Plutôt que d'énumérer les réformes d'Anastase, pour lesquelles l'état de la question et les hypothèses sont clairement exposés, je choisis d'évoquer deux problèmes importants à propos desquels Ballaira se démarque de la plupart des spécialistes. Il estime que la création des vindices (allusion aux v. 193-194) a été le fait de Marinus lors de sa première préfecture du prétoire, qu'il date de 506-511, en accord avec Chauvot (282-295). Le texte de Priscien soutiendrait l'hypothèse d'une création de ces fonctionnaires fiscaux dans toutes les cités, surveillant les curiales qui continueraient leurs fonctions de percepteurs (293-295, 642-645) (mais on a pu y voir une réforme, peut-être systématique à l'origine, mais en définitive de portée géographique limitée et "paralysant" les curies touchées). La question des relations entre les séditions et les spectacles (v. 218-227) est abordée dans le commentaire linéaire (672-691). Le panégyriste évoque des rixes sanglantes et nocturnes, dans lesquelles des meurtriers pris de boisson prenaient plaisir à frapper leurs concitoyens tout en s'applaudissant et salue la disparition de la seditio dans les cités (v. 218).
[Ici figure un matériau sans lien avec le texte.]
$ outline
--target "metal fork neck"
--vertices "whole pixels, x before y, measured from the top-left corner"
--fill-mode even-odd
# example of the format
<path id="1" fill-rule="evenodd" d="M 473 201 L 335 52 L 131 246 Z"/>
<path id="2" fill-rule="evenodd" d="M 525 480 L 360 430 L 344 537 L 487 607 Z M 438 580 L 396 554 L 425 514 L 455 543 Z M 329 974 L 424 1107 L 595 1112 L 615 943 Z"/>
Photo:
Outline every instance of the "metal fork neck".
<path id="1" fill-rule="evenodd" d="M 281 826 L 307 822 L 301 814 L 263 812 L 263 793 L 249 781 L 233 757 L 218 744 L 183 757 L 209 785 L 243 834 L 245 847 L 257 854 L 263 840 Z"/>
Puis il évoque la suppression des venationes sanglantes en 499 sans la relier explicitement à la fin des séditions. Pour Chauvot et Coyne, ce rapprochement serait significatif. Ballaira estime que presque tous les commentateurs ont mal compris le texte, en croyant que Priscien faisait allusion aux tumultes urbains en général: il ne viserait là, selon lui, que les désordres nés à l'occasion des spectacles licencieux de pantomimes (travestis) lors de la fête des Brytae, qui mettaient en émoi les spectateurs au point de provoquer ces rixes, d'où leur interdiction en 502 (Procope de Gaza, 16). Il est judicieux de rapprocher les descriptions des désordres par les deux panégyristes, où l'on retrouve des points communs. Toutefois, Priscien, à la différence de Procope, n'évoque pas explicitement l'interdiction des pantomimes. On peut, me semble-t-il, conserver l'hypothèse d'un lien global entre certains spectacles (venationes et pantomimes) et séditions. Mais Ballaira met l'accent à bon droit sur le sens de seditio dans ce passage : celle-ci ne concerne pas ici l'ensemble des désordres mais seuls ceux qui mettaient aux prises entre eux des concitoyens.
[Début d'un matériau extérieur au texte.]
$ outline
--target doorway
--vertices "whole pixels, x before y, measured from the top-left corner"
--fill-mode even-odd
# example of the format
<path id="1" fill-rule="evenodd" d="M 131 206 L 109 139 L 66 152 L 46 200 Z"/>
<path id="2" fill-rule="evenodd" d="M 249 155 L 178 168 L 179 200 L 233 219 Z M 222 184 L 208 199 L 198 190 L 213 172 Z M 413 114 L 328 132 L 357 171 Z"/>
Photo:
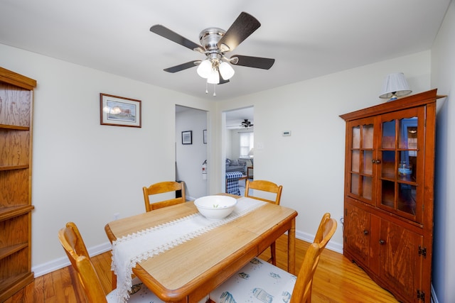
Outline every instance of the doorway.
<path id="1" fill-rule="evenodd" d="M 176 180 L 184 181 L 187 200 L 208 195 L 208 178 L 202 173 L 207 160 L 208 111 L 176 105 Z"/>
<path id="2" fill-rule="evenodd" d="M 242 177 L 239 180 L 240 195 L 244 195 L 245 181 L 249 176 L 254 176 L 254 106 L 236 109 L 223 112 L 225 135 L 221 170 L 223 182 L 222 188 L 225 192 L 226 172 L 240 171 Z M 231 164 L 234 165 L 231 165 Z"/>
Certes, la complexité voire l'enchevêtrement des problèmes peuvent entraîner des redites et pourraient parfois déconcerter un lecteur non spécialiste; mais, par la maîtrise des sources, la connaissance d'une immense bibliographie, une méthode minutieuse et rigoureuse, l'ampleur des thèmes traités et la clarté de multiples démonstrations, cette somme est un ouvrage de référence tant sur Priscien que sur Anastase, et, de façon générale, sur la haute époque byzantine.

Remarques :

[1] Ajouter à la bibliographie: Sviatoslav Dmitriev: "Early Byzantine Ideologies in two Panegyrics for Anastasius", dans: Byzantion, 90 (2020), 19-40.

[2] Alain Chauvot: Panégyriques de l'empereur Anastase Ier. Textes traduits et commentés, Bonn 1986; Guglielmo Ballaira: Prisciano e suoi amici, Turin 1989; Patricia Coyne: Priscian of Caesarea's de laude Anastasii imperatoris, Lewiston, Queenston, Lampeter 1991. Ajouter à la bibliographie: Gian Luca Ventrella: "Sur la datation du De laude Anastasii imperatoris de Priscien de Césarée", dans: Phoenix, 71, 1-2 (2017), 157-173, qui propose, en se fondant sur Jean d'Antioche, la date de 511, en faisant commencer la révolte de Vitalien en 510 ou 511.
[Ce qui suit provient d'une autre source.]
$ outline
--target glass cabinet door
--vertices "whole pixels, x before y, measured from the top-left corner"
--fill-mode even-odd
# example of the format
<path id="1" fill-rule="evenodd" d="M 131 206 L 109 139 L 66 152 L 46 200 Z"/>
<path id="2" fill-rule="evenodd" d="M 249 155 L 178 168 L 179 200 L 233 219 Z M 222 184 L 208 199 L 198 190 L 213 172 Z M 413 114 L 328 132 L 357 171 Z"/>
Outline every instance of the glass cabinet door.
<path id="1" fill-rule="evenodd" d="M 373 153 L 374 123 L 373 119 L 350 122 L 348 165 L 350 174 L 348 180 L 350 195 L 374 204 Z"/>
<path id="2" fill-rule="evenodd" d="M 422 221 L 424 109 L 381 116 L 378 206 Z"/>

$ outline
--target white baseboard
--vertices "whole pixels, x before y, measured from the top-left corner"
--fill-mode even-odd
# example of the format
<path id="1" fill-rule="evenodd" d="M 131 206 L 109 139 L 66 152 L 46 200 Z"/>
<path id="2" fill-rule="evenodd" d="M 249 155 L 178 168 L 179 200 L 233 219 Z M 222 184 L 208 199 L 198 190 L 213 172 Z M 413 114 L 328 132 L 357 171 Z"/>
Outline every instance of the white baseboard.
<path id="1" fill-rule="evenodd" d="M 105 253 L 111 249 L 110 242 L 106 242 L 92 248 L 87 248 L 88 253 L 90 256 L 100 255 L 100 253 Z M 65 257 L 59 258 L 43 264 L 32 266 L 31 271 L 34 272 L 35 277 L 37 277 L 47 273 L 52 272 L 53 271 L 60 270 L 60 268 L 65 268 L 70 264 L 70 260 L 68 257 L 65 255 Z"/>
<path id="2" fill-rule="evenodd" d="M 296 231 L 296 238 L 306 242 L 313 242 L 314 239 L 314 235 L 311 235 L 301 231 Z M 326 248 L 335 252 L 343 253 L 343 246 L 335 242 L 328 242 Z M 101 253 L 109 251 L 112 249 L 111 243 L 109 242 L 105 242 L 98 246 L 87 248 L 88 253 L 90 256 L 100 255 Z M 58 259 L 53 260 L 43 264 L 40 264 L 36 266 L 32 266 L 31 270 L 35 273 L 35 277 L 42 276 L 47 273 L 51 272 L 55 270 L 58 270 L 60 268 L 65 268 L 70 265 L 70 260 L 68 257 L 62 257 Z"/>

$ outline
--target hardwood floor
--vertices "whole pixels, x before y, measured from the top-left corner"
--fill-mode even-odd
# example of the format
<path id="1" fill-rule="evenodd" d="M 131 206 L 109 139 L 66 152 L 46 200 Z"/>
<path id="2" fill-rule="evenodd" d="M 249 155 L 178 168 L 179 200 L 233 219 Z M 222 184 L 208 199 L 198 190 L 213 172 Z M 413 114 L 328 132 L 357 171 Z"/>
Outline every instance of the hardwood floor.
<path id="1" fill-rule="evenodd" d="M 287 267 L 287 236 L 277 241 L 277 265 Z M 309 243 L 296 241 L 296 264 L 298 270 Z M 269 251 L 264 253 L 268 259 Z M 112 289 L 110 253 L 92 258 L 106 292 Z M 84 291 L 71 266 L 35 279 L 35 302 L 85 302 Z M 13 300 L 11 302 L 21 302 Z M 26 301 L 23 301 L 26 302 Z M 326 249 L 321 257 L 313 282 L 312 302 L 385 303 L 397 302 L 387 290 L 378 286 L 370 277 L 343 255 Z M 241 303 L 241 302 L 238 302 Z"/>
[3] Alain Cameron: "The Date of Priscian's De laude Anastasii", dans: Greek, Roman and Byzantine Studies, 15 (1974), 313-316; Fiona Haarer: Anastasius I. Politics and Empire in the Late Roman World, Cambridge 2006, 272-277.

[4] Gilbert Dagron: Empereur et prêtre. Étude sur le "césaropapisme" byzantin, Paris 1996, 103.

[5] Ajouter à la bibliographie, dans le même sens: Audrey Becker: "Dieu et le couronnement des empereurs protobyzantins", dans: Les dieux et le pouvoir. Aux origines de la théocratie, éds. Marie-Françoise Baslez / Christian-Georges Schwentzel, Rennes 2016, 143-156.